Referring to FIG. 1, light I coming along the direction indicated by an arrow enters a polarizer 1 and then is linearly polarized. The linearly polarized light from the polarizer 1 is transmitted to a Faraday rotator 3 made of paramagnetic glass placed in a magnetic field produced by magnets 2. The polarization direction of the light is rotated by the Faraday rotator 3 and the rotated and polarized light is transmitted to a polarizer 4. Since the polarization axis of the polarizer 4 substantially coincides with the polarization direction of light emitted from the Faraday rotator 3, the light from the Faraday rotator 3 is transmitted through the polarizer 4 However, when light reaching the Faraday rotator 3 from the side of the polarizer 4 is transmitted to the polarizer 1 through the Faraday rotator 3, it is blocked since the polarization direction of the light emitted from the Faraday rotator 3 does not coincide with the polarization axis of the polarizer 1 (i.e., in general, the polarization direction is perpendicular to the polarization axis). Reflection and antireflection films are coated on the end faces of the Faraday rotator 3, and the incident light is reflected in a zig-zag manner so as to obtain a large Faraday rotation angle.
Cubic polarizing beam splitters or Glan-Taylor polarizing prisms are used to constitute the polarizers 1 and 4. The cubic polarizing beam splitter comprises two isosceles triangular prisms having identical shape and size. The main sectional surface of each prism perpendicular to a corresponding lateral edge has an isosceles triangular shape. The base surfaces of these two isosceles triangular prisms are bonded through a polarizing film. The input and output end faces of the cubic polarizing beam splitter or the Glan-Taylor polarizing prism are perpendicular to the optical path of the incident light. For this reason, light reflected by the input and output end faces returns along the same path as the incident optical path, thereby impairing performance of the optical isolator for preventing return of light.
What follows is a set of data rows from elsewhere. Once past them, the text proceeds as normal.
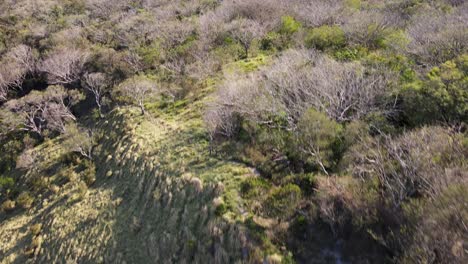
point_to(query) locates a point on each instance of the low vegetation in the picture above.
(257, 131)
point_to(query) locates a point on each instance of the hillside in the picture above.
(246, 131)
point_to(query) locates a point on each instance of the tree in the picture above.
(406, 166)
(41, 110)
(138, 89)
(437, 36)
(245, 31)
(13, 68)
(64, 65)
(300, 80)
(317, 136)
(79, 140)
(98, 85)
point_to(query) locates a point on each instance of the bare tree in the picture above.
(318, 12)
(245, 31)
(300, 80)
(13, 68)
(437, 37)
(79, 140)
(64, 65)
(405, 166)
(40, 110)
(98, 85)
(138, 89)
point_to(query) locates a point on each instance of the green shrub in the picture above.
(6, 183)
(289, 25)
(35, 229)
(325, 37)
(221, 209)
(350, 54)
(318, 139)
(441, 96)
(307, 182)
(254, 187)
(25, 200)
(8, 205)
(283, 201)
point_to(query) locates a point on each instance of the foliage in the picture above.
(326, 37)
(283, 201)
(440, 96)
(317, 138)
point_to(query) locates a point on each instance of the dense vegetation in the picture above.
(260, 131)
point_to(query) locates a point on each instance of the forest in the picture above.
(233, 131)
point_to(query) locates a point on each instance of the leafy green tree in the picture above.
(441, 96)
(317, 136)
(326, 37)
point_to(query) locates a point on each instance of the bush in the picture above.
(254, 187)
(283, 201)
(25, 200)
(325, 37)
(437, 232)
(289, 25)
(441, 96)
(317, 139)
(8, 205)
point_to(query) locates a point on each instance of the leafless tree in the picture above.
(301, 80)
(318, 12)
(405, 166)
(245, 31)
(64, 65)
(238, 96)
(369, 27)
(40, 110)
(13, 68)
(79, 140)
(98, 85)
(437, 37)
(298, 81)
(138, 89)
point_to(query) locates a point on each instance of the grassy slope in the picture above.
(154, 199)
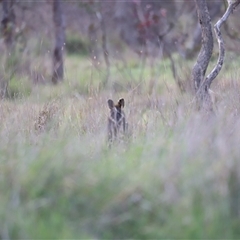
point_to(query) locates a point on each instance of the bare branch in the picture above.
(217, 26)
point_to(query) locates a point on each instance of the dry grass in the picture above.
(175, 175)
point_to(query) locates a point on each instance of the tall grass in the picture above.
(175, 175)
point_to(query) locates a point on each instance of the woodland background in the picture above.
(175, 174)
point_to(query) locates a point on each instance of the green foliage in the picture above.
(176, 176)
(76, 44)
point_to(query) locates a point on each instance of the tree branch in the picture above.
(213, 74)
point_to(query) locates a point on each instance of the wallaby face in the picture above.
(116, 120)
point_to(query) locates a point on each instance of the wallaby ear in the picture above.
(121, 103)
(110, 103)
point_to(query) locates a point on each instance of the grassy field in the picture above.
(175, 174)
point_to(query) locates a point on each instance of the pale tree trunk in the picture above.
(58, 68)
(8, 24)
(202, 83)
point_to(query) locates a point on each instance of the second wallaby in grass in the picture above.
(116, 119)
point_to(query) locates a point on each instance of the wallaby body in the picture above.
(116, 119)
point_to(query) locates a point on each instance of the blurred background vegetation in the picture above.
(176, 172)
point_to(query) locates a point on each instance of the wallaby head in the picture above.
(116, 118)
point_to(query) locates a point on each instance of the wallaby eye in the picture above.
(110, 103)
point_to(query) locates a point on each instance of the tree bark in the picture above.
(201, 83)
(58, 69)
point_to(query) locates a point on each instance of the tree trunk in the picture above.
(200, 67)
(8, 24)
(58, 72)
(202, 83)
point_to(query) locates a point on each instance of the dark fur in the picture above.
(116, 119)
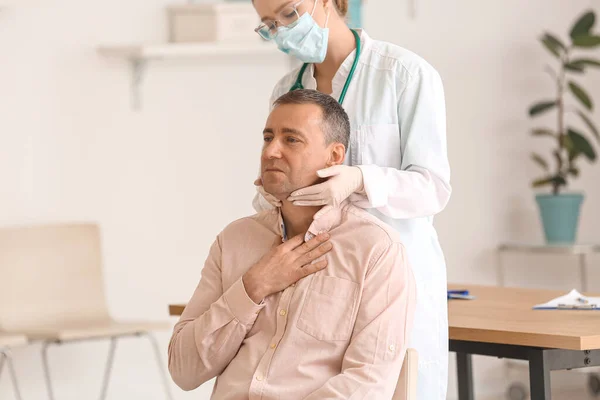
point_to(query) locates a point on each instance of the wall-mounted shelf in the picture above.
(140, 55)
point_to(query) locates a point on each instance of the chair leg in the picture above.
(11, 370)
(160, 364)
(108, 367)
(46, 368)
(2, 358)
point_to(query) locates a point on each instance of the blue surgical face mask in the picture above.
(304, 39)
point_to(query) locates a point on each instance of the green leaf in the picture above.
(541, 107)
(584, 62)
(590, 125)
(586, 41)
(581, 145)
(553, 180)
(566, 143)
(540, 161)
(574, 67)
(574, 171)
(581, 95)
(554, 45)
(542, 132)
(583, 25)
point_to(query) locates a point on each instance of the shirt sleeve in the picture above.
(421, 186)
(211, 328)
(373, 359)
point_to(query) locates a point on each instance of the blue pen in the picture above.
(459, 292)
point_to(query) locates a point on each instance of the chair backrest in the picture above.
(406, 389)
(50, 275)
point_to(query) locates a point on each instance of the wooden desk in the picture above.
(501, 323)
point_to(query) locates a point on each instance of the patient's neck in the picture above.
(297, 219)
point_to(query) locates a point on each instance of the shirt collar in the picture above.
(339, 79)
(324, 224)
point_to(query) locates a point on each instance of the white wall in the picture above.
(163, 181)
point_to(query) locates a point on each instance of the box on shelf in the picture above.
(213, 22)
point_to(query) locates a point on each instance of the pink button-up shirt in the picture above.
(338, 334)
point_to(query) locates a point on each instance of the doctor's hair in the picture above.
(336, 124)
(341, 6)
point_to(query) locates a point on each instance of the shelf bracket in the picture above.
(138, 70)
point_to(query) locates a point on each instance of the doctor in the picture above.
(397, 165)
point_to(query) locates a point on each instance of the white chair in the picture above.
(53, 291)
(6, 342)
(406, 389)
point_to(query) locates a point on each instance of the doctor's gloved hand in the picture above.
(272, 200)
(343, 181)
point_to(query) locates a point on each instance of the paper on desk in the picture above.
(571, 299)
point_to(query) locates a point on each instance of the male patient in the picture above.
(290, 308)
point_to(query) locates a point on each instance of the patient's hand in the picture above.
(285, 264)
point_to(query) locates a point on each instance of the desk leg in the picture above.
(539, 375)
(465, 376)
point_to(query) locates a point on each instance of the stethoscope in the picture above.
(298, 84)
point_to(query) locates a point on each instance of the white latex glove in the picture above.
(272, 200)
(343, 181)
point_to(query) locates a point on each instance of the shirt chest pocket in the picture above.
(328, 309)
(379, 144)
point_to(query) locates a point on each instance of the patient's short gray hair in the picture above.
(336, 124)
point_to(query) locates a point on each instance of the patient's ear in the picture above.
(337, 154)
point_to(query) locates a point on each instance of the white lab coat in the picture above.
(398, 120)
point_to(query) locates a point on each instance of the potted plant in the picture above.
(559, 211)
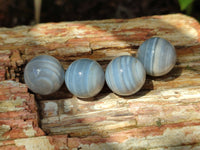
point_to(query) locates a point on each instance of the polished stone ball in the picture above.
(157, 55)
(125, 75)
(44, 75)
(84, 78)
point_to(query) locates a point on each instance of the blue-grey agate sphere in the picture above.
(157, 55)
(125, 75)
(84, 78)
(44, 75)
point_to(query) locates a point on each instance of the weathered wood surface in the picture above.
(165, 114)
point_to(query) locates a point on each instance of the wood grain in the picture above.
(165, 114)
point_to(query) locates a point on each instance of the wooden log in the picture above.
(165, 114)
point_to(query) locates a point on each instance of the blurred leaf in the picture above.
(184, 4)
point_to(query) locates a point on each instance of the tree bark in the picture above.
(164, 114)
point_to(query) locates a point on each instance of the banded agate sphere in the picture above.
(44, 75)
(84, 78)
(125, 75)
(157, 55)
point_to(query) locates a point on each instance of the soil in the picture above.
(15, 12)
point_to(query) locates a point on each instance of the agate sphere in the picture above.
(44, 75)
(84, 78)
(157, 55)
(125, 75)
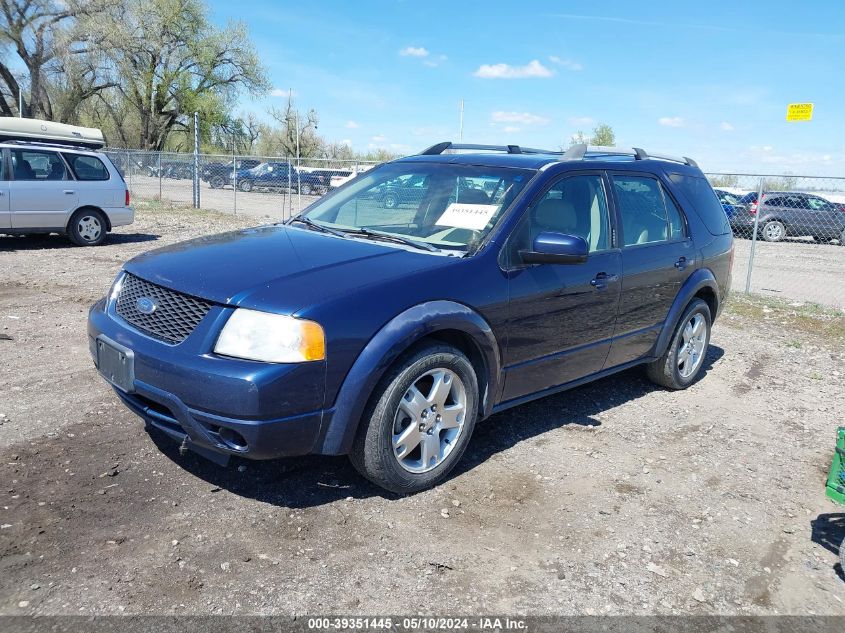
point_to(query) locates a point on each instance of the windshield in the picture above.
(449, 207)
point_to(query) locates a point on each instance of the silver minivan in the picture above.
(53, 184)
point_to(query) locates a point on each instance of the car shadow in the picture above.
(828, 530)
(316, 480)
(56, 242)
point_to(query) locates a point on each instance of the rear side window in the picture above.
(37, 165)
(698, 191)
(87, 167)
(648, 214)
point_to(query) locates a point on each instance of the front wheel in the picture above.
(87, 227)
(682, 361)
(419, 421)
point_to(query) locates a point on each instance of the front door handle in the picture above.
(682, 263)
(601, 280)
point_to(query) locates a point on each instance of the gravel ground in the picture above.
(616, 497)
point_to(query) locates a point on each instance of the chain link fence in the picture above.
(790, 235)
(266, 187)
(790, 230)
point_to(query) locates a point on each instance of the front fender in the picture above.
(701, 278)
(385, 347)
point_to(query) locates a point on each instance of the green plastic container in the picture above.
(835, 488)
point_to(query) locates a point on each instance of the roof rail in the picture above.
(58, 144)
(40, 131)
(580, 151)
(439, 148)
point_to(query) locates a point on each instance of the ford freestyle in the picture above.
(387, 333)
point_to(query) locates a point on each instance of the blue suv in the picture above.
(388, 333)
In order to solve the above problem, each polarizer can be inclined with respect to the optical path of the incident light to prevent the reflected light from being returned along the same optical path as that of the incident light. However, when the polarizer is inclined by an angle of 5.degree. or more with respect to the optical path of the incident light, the angle of incidence of light on the bonding surface of the prisms is inevitably deviated from an optimal value (45.degree.). As the result a ratio Tp/Ts (i.e., an extinction ratio of a transmittance of a p wave to that of an s wave is lowered. More specifically, as shown in FIG. 2, the extinction ratios at an incident angle .theta.1 of the incident light at the end face of the polarizer and at an incident angle .theta.3 of the incident light to the bonding surface of the prisms are greatly lowered when the incident angles .theta.1 and .theta.3 are more than 7.5.degree. (less than -7.5.degree.) and less than 40.degree. (more than 50.degree.), respectively.
Even if an inclination angle of the polarizer is small, when a distance between a light source and the polarizer is increased, it is possible to prevent the reflected light from being returned to the light source. However, the size of the overall optical system is increased. In addition, although it is possible to coat antireflection films on the input and output end faces, reflection cannot be completely eliminated.